Looking at the first graph, we can see that the GeForce RTX 3090 Ti is a true 450 watt power limit (TBP) card, which unfortunately fully achieves this power consumption even in gaming. However, the so often (completely unjustly) scolded GeForce RTX 4090 is more of a 380 watt card in gaming, which only uses the available performance margin at all when you run stress tests or run pure compute on the shaders!
With Ada, NVIDIA has built in an extreme buffer in contrast to its own Ampere cards and AMD, which can be achieved in places, but is usually not reached in every application. Every game is different and there are extreme examples that demand a lot of performance. But in the whole range of applications, average values are always the most objective statement. After all, you don’t always drive steeply uphill in real life.

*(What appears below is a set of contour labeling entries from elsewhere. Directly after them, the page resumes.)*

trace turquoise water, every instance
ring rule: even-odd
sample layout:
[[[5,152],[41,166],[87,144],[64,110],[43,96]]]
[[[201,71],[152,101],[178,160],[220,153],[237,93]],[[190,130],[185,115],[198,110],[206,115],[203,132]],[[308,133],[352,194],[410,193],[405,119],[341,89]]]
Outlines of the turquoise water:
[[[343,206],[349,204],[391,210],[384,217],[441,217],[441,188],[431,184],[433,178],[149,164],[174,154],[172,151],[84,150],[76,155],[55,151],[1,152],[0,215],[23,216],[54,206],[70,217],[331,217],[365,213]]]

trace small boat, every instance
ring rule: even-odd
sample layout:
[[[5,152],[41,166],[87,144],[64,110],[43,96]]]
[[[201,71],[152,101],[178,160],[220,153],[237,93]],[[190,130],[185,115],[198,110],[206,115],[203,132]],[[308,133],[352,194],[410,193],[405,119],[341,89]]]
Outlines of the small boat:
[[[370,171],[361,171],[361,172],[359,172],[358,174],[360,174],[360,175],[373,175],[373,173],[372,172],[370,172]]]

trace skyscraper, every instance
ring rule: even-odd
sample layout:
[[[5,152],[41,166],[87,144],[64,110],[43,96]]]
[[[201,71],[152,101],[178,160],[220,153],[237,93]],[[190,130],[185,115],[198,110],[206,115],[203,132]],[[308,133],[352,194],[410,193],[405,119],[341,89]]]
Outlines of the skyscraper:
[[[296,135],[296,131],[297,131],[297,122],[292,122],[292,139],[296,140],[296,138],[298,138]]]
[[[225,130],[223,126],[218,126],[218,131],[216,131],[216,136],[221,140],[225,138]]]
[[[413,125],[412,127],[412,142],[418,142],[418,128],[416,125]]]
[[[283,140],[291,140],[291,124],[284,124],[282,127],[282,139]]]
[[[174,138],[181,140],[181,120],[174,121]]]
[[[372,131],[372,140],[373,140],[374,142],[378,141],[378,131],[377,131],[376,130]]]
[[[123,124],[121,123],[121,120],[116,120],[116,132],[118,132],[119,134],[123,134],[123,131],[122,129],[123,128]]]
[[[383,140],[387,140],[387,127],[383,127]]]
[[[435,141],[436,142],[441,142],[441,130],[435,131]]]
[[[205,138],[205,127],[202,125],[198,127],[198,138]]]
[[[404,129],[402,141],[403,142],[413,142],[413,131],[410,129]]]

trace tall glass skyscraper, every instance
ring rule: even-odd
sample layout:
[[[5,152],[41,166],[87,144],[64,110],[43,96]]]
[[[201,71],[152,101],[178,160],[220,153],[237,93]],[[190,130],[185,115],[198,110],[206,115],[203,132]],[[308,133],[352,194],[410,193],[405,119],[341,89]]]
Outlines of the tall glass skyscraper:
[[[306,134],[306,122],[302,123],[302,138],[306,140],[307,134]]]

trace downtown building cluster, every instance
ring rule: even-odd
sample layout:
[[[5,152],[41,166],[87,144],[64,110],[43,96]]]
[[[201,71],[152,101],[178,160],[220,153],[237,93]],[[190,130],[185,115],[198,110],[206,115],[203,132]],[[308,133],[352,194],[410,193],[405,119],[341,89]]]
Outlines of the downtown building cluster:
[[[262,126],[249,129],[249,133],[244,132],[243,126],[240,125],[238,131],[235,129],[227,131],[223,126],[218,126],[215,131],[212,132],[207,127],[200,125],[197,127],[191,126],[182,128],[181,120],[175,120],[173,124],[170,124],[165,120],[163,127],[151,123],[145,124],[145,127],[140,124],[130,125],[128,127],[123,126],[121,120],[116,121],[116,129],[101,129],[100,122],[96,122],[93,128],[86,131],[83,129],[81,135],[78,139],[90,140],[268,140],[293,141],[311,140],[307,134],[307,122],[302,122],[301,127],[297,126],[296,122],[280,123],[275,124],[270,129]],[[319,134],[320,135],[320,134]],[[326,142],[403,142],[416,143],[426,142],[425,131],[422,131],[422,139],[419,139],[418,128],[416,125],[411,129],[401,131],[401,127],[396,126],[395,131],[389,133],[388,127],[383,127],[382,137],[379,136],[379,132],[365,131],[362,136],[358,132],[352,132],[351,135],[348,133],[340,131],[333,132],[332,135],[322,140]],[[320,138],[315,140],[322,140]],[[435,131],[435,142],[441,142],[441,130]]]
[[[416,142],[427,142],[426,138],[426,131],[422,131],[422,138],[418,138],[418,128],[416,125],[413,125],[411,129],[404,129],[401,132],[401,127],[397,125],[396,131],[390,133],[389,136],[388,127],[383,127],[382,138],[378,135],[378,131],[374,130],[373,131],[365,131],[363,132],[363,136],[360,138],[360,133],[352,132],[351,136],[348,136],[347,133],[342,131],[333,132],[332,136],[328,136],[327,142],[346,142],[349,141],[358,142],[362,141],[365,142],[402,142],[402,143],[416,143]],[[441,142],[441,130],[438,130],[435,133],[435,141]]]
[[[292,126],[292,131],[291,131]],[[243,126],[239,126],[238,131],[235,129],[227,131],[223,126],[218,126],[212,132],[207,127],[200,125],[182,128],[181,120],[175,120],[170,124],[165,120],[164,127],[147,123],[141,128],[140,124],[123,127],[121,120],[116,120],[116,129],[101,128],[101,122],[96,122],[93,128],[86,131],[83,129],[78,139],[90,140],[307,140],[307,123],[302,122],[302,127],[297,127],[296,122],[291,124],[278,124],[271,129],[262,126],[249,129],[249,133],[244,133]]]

For all other cards, manufacturer claims and power consumption in UHD gaming are very close to or even slightly exceed the stated TBP with 98 to 99% GPU load (the last three cards in the charts below). But they are deviations in the low single-digit percentage range. For the not yet launched GeForce 4080 16GB, you can only pull out the calculator for NDA reasons and put TBP and the real measurement into relation. Then it would be 274 watts in gaming for this new card, which is specified with 320 watts. That won’t quite be enough, because the chip should clock higher due to the smaller size and shader count, making it a bit more inefficient. However, it could well be around 280 watts. Purely speculative.
Since AMD’s cards have always reached the specified TBP in ultra HD so far, one could certainly assume that it could also be the case for the Radeon 7900XTX or RX 7900XT. The only question is whether AMD has managed to achieve a similarly wide window in the actual power consumption. Because only then would the card be a match for the GeForce RTX 4080 at the socket in daily use. Here you will really have to look several times and more closely at how efficiently both opponents can really act.
With image acceleration methods like DLSS, FSR or XeSS, the 450 watt card in the form of the GeForce RTX 4090 turns into a 350 watt card (also referring to the average), while the GeForce RTX 3090 Ti cannot break away from the 400 watt zone. The other cards are again roughly on a par here. In addition, the large Ada card is of course already slowed down by the CPU from time to time. This is exactly the point where you can test the GeForce RTX 4080 16GB on launch day at the latest, because if you were to apply the factor that results for the RTX 4090 here. If it were a real, sole bottleneck for the RTX 4090, then the upcoming GeForce RTX 4080 16GB should only be affected very little and consume approximately what was measurable without DLSS again.
Once again, I determined the percentage ratio to the specified TBP for these measurements. That is really clear:
Now that we’ve got that out of the way, we can move on to other things before the next big launch next week. If you want to question the difference between TBP, TGP and TDP again, I refer you to a further article, which is almost a classic, but still valid. And just by the way: there are many other load scenarios than games or stress tests. That’s just a side note, but you already know that from all my reviews.